Marathon Asset Management, a global credit manager, closed MAST 2026 1, a $615 million aircraft securitization. MAST 2026 1 features a portfolio of 27 Airbus and Boeing narrowbody aircraft on operating leases with 18 different lessees. Lessees are domiciled across 15 countries, offering broad global geographic diversification with 41% of exposure in Europe, 29% in the Americas, 22% in Asia-Pacific and 8% in MENA. The portfolios weighted average age is approximately 9.5 years and weighted average remaining initial lease term is approximately 5.8 years.
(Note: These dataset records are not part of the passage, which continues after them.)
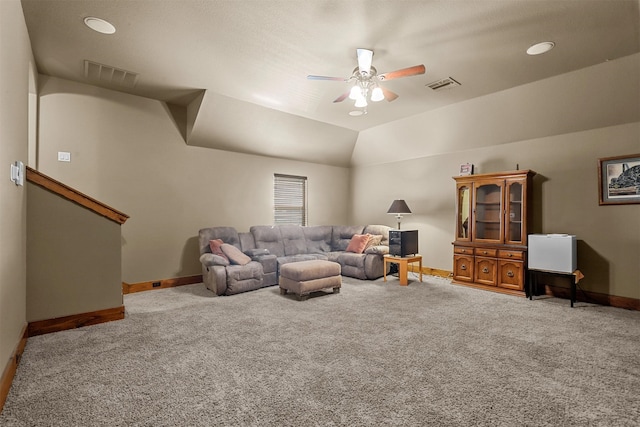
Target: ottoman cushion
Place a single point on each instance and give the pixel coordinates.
(309, 270)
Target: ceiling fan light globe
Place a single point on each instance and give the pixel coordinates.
(355, 92)
(361, 102)
(377, 94)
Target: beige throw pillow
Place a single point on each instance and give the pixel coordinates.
(234, 254)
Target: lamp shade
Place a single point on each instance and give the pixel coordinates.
(399, 207)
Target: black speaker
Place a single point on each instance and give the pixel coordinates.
(403, 242)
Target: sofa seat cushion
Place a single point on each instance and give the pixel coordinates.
(318, 238)
(242, 278)
(353, 265)
(358, 243)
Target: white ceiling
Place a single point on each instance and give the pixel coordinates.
(251, 58)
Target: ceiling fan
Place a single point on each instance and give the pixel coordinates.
(367, 80)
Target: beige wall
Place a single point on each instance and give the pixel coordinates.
(74, 258)
(127, 153)
(15, 58)
(564, 156)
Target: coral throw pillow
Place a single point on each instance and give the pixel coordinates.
(215, 248)
(234, 254)
(374, 240)
(357, 243)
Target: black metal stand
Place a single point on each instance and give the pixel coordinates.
(533, 282)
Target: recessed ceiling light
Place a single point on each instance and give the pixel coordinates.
(99, 25)
(540, 48)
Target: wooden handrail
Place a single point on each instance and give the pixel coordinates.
(75, 196)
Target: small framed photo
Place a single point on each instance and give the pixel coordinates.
(466, 169)
(619, 180)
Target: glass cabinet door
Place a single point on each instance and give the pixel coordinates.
(515, 210)
(488, 212)
(463, 205)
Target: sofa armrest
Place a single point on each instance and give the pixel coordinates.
(209, 260)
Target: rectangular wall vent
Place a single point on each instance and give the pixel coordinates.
(442, 84)
(107, 74)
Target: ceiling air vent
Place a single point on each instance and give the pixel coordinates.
(443, 84)
(107, 74)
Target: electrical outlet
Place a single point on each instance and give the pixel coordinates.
(64, 156)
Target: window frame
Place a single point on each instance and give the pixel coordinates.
(294, 210)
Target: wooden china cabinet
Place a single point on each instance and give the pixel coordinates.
(490, 248)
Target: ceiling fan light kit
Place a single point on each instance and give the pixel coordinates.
(367, 81)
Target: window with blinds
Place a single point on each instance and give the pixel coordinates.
(289, 199)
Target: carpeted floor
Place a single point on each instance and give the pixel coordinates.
(376, 354)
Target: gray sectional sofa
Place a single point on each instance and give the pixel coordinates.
(269, 247)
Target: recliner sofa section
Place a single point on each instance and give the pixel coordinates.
(269, 247)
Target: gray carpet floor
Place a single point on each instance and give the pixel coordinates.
(376, 354)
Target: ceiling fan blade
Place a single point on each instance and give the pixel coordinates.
(405, 72)
(365, 57)
(388, 95)
(340, 79)
(341, 97)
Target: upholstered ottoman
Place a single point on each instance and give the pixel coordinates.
(304, 277)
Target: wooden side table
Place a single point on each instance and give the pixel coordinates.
(403, 263)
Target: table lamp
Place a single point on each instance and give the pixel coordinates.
(399, 207)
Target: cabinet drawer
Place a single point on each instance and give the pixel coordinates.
(463, 268)
(486, 252)
(511, 275)
(462, 250)
(485, 271)
(519, 255)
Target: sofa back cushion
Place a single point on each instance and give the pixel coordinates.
(342, 235)
(226, 234)
(246, 241)
(293, 240)
(318, 238)
(268, 237)
(382, 230)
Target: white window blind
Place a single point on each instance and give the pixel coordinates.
(290, 199)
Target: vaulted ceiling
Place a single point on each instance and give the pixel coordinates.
(234, 73)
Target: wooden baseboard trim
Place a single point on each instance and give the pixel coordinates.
(75, 321)
(12, 366)
(496, 289)
(129, 288)
(430, 271)
(594, 297)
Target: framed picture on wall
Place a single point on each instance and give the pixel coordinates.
(466, 169)
(619, 180)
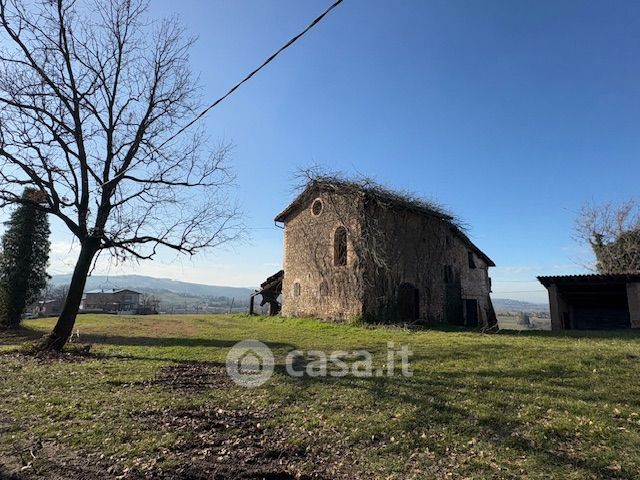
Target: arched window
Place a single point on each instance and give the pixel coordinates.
(324, 289)
(340, 247)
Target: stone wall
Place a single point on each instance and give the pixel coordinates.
(386, 248)
(418, 249)
(312, 284)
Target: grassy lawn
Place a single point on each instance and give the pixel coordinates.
(154, 399)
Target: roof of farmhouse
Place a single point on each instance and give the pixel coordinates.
(384, 197)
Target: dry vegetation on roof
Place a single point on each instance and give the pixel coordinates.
(384, 196)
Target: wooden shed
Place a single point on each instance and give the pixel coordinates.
(593, 302)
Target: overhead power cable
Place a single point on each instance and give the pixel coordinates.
(250, 75)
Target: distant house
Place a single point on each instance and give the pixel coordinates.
(358, 250)
(113, 300)
(48, 308)
(590, 302)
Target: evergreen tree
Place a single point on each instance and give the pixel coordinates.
(23, 263)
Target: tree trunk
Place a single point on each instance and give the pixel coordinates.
(64, 327)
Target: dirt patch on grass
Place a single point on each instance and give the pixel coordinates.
(231, 444)
(191, 377)
(72, 353)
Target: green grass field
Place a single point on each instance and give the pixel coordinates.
(154, 399)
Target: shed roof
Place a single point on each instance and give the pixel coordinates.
(590, 279)
(393, 199)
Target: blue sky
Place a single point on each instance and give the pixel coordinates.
(510, 113)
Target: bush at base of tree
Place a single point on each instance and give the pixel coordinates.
(23, 264)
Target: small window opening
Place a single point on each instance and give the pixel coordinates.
(340, 247)
(324, 289)
(472, 261)
(448, 274)
(316, 207)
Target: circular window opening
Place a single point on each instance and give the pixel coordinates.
(316, 207)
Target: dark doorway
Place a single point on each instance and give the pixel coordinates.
(471, 306)
(408, 302)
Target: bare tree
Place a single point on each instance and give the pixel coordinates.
(91, 98)
(613, 233)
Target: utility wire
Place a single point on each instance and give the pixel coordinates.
(250, 75)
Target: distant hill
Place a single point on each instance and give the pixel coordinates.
(154, 285)
(509, 305)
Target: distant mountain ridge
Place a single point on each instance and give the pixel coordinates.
(179, 292)
(145, 284)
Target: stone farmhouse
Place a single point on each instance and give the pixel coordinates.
(357, 250)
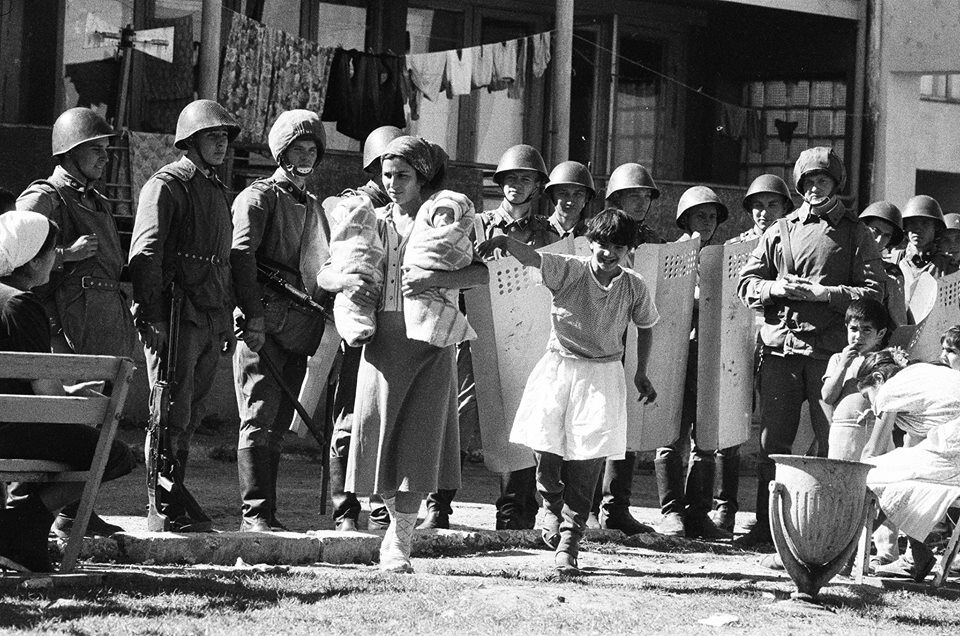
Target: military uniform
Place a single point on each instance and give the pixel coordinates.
(83, 299)
(283, 227)
(182, 235)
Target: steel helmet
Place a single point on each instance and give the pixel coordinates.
(889, 213)
(952, 221)
(923, 206)
(77, 126)
(521, 157)
(571, 173)
(816, 159)
(376, 142)
(290, 126)
(767, 184)
(203, 114)
(698, 195)
(628, 176)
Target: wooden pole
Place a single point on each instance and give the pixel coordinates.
(562, 61)
(210, 49)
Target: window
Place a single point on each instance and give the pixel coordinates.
(815, 111)
(636, 110)
(941, 88)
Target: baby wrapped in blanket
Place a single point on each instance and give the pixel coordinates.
(356, 248)
(439, 241)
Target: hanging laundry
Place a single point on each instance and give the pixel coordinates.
(267, 71)
(541, 53)
(426, 72)
(505, 63)
(515, 90)
(482, 65)
(459, 72)
(365, 92)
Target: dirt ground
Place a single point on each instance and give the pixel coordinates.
(694, 589)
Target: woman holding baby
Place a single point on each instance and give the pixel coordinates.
(405, 439)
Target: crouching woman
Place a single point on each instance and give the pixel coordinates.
(27, 251)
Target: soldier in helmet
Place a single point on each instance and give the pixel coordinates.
(279, 225)
(88, 312)
(569, 189)
(803, 274)
(633, 190)
(767, 200)
(922, 225)
(181, 241)
(685, 506)
(885, 223)
(520, 173)
(346, 505)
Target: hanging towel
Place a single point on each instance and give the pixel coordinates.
(366, 92)
(505, 62)
(541, 53)
(459, 72)
(482, 65)
(515, 90)
(426, 72)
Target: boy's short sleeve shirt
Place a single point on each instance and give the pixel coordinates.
(588, 320)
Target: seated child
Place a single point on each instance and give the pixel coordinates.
(868, 330)
(950, 347)
(440, 240)
(885, 223)
(356, 248)
(573, 410)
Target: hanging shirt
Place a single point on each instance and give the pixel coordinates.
(426, 71)
(482, 65)
(459, 72)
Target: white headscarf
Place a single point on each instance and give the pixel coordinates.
(22, 234)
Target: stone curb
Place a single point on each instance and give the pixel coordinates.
(327, 546)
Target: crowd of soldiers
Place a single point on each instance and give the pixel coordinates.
(200, 268)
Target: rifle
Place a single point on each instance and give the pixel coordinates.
(170, 506)
(318, 434)
(271, 278)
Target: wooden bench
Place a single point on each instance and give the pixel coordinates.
(97, 410)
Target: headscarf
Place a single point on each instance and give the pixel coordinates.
(428, 159)
(22, 234)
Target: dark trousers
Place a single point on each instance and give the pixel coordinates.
(265, 411)
(786, 382)
(696, 495)
(72, 444)
(567, 489)
(198, 350)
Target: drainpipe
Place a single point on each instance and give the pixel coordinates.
(562, 60)
(858, 120)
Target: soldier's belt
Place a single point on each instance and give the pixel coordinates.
(105, 284)
(201, 258)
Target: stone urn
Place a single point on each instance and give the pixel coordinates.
(818, 507)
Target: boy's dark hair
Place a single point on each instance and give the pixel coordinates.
(951, 337)
(8, 200)
(613, 227)
(869, 311)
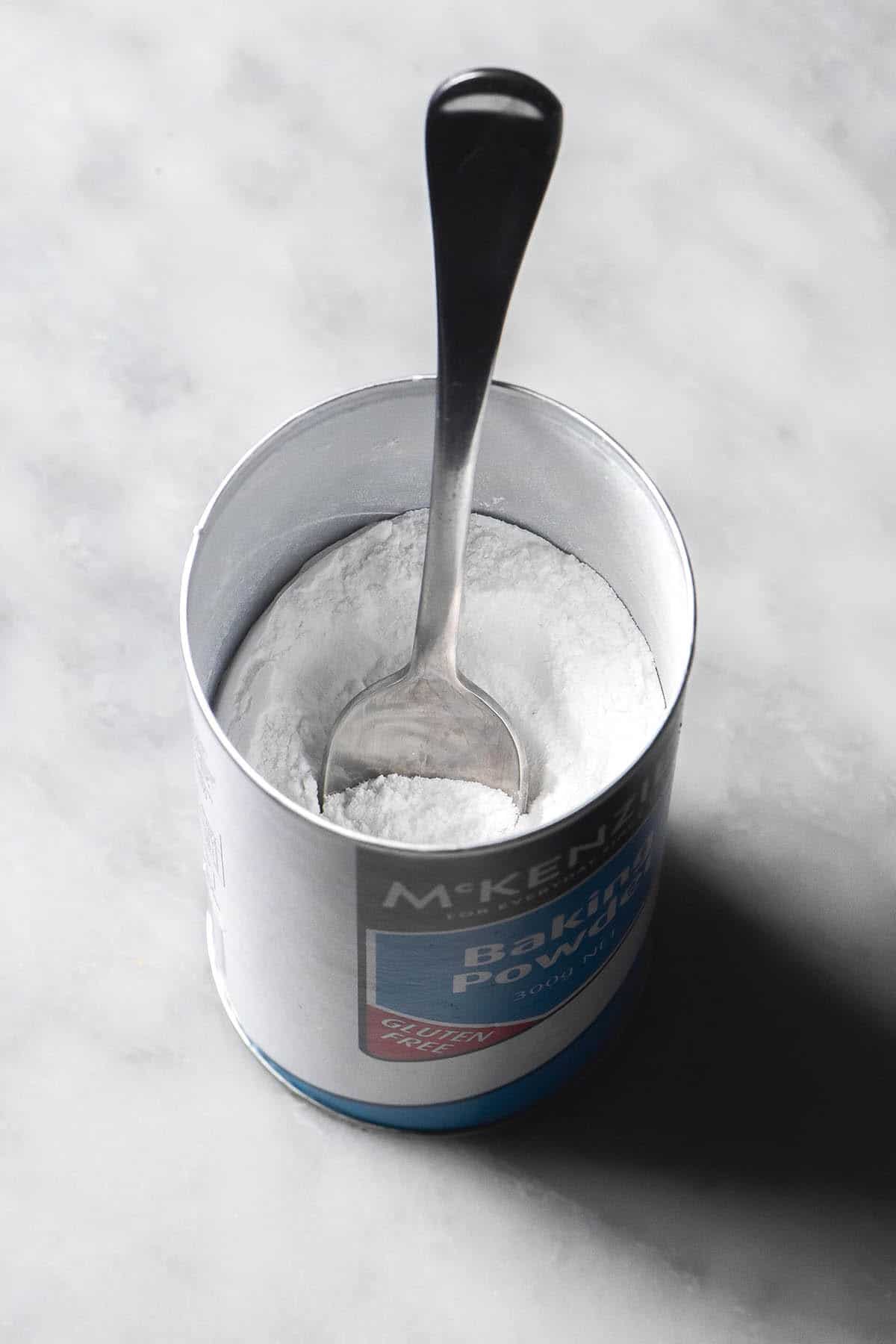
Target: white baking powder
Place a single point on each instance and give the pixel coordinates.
(541, 632)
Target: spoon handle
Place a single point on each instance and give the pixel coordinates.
(492, 137)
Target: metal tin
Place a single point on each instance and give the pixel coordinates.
(410, 986)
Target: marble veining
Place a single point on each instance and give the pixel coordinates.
(213, 217)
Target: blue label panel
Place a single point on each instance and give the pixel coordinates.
(519, 969)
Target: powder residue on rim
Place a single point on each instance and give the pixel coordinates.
(541, 632)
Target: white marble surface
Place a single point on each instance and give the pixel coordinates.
(214, 215)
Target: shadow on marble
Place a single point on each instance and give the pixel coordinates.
(743, 1065)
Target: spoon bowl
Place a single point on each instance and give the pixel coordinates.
(447, 729)
(492, 139)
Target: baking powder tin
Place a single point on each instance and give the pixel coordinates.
(408, 986)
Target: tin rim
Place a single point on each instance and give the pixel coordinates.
(394, 846)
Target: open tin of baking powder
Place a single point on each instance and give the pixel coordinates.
(410, 986)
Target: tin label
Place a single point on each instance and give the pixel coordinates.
(460, 956)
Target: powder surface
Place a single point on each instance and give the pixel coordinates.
(417, 811)
(541, 632)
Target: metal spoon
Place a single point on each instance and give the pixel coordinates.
(492, 139)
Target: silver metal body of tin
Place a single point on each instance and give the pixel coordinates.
(402, 984)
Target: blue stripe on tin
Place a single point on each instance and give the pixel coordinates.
(501, 1102)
“This transaction demonstrates the strength of our team, our deep experience in aircraft leasing investments, and the high quality of the underlying assets,” Joseph Thorstenson, managing director and head of Marathon’s aviation strategy, said. “As the global aviation industry continues to experience strong travel demand alongside a shortage of the most in-demand aircraft, we remain focused on identifying attractive investment opportunities in the sector and delivering sustained, long-term value for our investors.”
Ed Cong, co-head of asset-based lending at Marathon, said, “Marathon’s leadership in asset-based lending stems from our rigorous approach to originating investments secured by mission-critical assets across a diversified range of strategies, including Global Transportation — spanning aviation, maritime, and on-ground logistics. MAST 2026-1 reflects the depth of our aviation expertise, established through decades of investing success and our expertise in structuring innovative financing solutions.”
This issuance was structured with a senior tranche of investment grade debt, A rated by both Kroll Bond Rating Agency and Fitch Ratings. Funds advised by Marathon will retain the non-senior tranches of the securitization.